There are plants that "shoot" seeds, such as, for example, sour spruce forest and spring polka dots oak forest, belonging to the legume family. Herbs that form fruits, for example, lily of the valley, raven eye and others, as a rule, have helpers - birds that feed on berries.

The seeds in the berry pass through the intestines of the bird without losing their germination, and thus are far from the place where they grew. Also, with the help of birds, seeds of fruits are distributed. mountain ash, wild apple, viburnum, elderberry and many other undergrowth trees and shrubs.

Interesting adaptations to the distribution of seeds in trees, the seeds of which have lionfish (, and others). The wind picks up such seeds and carries them away from the tree.


It should be noted that the trees are freed from seeds at a particularly favorable time for this. In spruce and pine, this is the pre-spring period, when an icy crust forms on the snow - crust. A seed, falling on the snow, is picked up by the wind and, along a smooth crust, can be carried far from the mother tree.

Seed Distribution Assistants

But trees also have heavy seeds, for example, at,. Such trees also have different seed dispersal helpers. They are especially helpful in this matter. squirrels, chipmunks, dormice, mouse-like rodents.


Tree seeds are spread by forest dwellers

Many of them store food for the winter and scatter seeds. In this case, part of the seeds is lost and subsequently sprouts.

They take a great part in the distribution of large seeds and some birds - for example, jays spread oak acorns, and nutcrackers take part in the resettlement of cedar. During the harvest years of cedar seeds - nuts, this active bird constantly fills its crop with cedar nuts, takes them away and hides them quite far away - somewhere under moss and in other places, at a distance of 100 meters from a tree or more.

It sometimes makes hundreds of seed warehouses, and it is believed that only a very few of them are used.
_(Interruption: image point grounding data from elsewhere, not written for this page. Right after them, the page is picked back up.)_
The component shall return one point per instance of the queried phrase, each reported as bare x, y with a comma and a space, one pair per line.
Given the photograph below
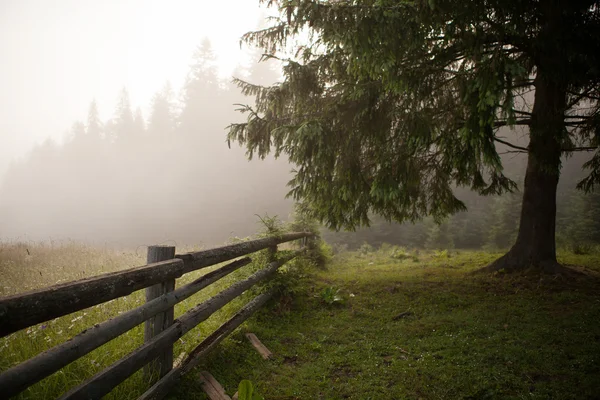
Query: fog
113, 118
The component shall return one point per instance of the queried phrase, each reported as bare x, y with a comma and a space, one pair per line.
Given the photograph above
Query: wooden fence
161, 331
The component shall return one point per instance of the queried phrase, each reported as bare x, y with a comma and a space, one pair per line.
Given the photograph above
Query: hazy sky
56, 56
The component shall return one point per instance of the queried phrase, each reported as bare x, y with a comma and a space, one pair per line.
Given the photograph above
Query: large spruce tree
389, 105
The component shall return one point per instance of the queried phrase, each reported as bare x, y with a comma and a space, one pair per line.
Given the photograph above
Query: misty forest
383, 200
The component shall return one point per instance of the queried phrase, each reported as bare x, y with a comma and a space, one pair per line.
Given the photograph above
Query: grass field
463, 336
387, 324
30, 266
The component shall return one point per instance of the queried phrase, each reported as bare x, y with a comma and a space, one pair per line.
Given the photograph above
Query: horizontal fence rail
22, 311
161, 388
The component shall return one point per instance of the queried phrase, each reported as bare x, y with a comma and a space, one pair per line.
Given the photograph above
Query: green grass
31, 266
464, 336
467, 335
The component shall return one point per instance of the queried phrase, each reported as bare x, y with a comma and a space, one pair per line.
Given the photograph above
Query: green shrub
399, 253
331, 295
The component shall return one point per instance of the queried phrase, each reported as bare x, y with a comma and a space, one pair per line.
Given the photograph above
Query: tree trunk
535, 246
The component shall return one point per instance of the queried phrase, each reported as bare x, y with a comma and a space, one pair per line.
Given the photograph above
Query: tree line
135, 179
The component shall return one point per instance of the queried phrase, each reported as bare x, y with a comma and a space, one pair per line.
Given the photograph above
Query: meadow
29, 266
388, 323
400, 324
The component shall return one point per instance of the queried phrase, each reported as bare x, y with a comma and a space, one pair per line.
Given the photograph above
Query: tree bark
535, 245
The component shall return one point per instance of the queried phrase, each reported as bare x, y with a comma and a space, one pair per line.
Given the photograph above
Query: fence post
272, 254
153, 326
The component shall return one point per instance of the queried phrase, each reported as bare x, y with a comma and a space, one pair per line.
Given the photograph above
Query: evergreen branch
581, 96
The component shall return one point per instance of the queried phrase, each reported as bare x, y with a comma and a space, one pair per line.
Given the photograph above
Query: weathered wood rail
161, 331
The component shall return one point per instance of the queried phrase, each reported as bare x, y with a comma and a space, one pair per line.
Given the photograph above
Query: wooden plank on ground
263, 351
212, 387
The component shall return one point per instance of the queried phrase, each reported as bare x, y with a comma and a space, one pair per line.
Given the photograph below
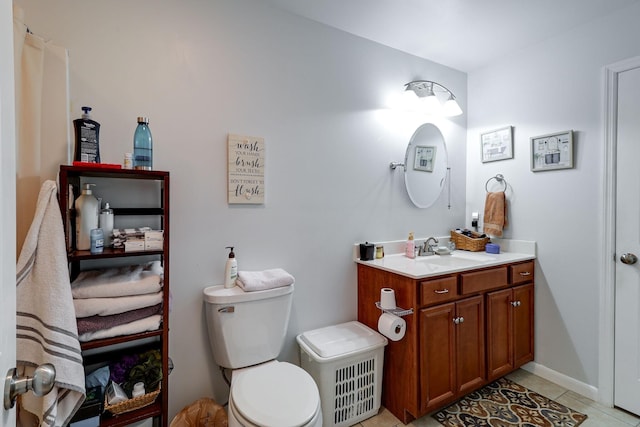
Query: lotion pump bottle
87, 210
410, 250
231, 269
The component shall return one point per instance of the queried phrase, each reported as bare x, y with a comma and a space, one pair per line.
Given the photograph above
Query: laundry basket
346, 362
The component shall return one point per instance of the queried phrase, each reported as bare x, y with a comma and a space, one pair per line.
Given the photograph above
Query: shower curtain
42, 118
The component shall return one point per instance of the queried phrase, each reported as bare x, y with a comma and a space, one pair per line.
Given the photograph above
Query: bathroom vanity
469, 321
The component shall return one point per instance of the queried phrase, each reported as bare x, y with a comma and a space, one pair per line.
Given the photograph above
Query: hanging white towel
46, 330
262, 280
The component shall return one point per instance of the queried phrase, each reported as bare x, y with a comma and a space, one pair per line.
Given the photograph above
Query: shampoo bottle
87, 134
410, 250
231, 270
87, 209
106, 223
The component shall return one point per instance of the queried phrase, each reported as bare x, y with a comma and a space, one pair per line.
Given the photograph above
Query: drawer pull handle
458, 320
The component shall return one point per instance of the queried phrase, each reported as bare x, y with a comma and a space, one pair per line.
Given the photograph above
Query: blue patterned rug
504, 403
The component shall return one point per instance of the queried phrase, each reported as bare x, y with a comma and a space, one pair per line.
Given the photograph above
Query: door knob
41, 383
628, 258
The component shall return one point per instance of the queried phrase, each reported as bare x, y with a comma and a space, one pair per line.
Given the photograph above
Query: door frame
606, 365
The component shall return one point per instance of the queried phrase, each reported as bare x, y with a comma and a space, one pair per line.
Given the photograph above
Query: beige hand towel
46, 330
495, 213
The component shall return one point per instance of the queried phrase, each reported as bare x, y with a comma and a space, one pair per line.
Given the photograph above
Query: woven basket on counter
132, 404
473, 244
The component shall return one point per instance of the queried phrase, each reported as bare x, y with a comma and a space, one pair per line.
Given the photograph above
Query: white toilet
246, 332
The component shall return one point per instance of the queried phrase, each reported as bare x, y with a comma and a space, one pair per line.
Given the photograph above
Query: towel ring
498, 178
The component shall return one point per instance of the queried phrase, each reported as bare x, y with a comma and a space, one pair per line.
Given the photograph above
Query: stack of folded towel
118, 301
251, 281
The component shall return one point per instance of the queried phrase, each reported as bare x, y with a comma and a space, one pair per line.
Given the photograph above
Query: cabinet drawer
438, 290
480, 281
521, 273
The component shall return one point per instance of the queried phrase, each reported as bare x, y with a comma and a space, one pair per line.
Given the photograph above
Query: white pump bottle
87, 211
230, 270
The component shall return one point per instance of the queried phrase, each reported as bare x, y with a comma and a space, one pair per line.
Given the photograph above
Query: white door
7, 205
627, 290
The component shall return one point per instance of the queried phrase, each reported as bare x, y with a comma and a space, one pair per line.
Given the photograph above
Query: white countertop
459, 260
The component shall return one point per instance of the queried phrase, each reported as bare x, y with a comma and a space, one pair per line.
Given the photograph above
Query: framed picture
425, 158
552, 151
497, 144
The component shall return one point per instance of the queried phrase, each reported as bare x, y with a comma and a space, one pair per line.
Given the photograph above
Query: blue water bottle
143, 146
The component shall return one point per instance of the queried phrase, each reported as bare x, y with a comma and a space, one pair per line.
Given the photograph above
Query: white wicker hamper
346, 362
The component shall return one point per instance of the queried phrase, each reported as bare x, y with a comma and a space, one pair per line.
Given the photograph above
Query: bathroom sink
473, 256
447, 261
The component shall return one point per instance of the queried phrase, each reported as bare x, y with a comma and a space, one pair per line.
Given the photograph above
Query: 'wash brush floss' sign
245, 170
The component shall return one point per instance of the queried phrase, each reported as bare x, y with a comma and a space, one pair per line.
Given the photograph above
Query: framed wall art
245, 171
552, 151
497, 144
425, 158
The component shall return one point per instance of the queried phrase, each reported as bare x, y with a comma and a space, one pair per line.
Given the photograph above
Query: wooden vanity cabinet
452, 354
510, 323
465, 331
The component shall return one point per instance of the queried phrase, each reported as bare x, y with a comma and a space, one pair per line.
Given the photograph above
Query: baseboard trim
562, 380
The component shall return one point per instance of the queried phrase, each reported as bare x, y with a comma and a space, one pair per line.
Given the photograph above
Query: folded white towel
119, 281
107, 306
151, 323
262, 280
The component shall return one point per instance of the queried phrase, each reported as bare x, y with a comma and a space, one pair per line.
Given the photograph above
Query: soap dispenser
87, 210
410, 250
231, 269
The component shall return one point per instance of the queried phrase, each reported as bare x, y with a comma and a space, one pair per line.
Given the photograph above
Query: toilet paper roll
392, 326
387, 299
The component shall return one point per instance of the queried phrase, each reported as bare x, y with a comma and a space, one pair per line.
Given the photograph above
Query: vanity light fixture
425, 91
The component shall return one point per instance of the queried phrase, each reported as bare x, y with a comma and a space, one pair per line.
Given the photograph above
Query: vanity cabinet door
509, 329
470, 343
452, 349
523, 325
437, 355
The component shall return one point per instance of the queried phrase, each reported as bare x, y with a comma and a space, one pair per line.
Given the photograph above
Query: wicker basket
132, 404
465, 243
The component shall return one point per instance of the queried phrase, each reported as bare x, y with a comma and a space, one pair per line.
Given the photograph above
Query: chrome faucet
431, 248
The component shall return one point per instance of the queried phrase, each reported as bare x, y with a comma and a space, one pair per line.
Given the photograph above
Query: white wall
202, 69
555, 86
Some of the seeds carried away by the nutcracker subsequently germinate.

Understanding such connections not only satisfies the interest in the life of the forest, but is of practical importance in the renewal of our forests.

Understanding how forest plants reproduce is only a small part of the complex relationship between the organisms that make up the forest community (more:) and this community develops, flows over time, naturally changing its composition, moving from one form to another.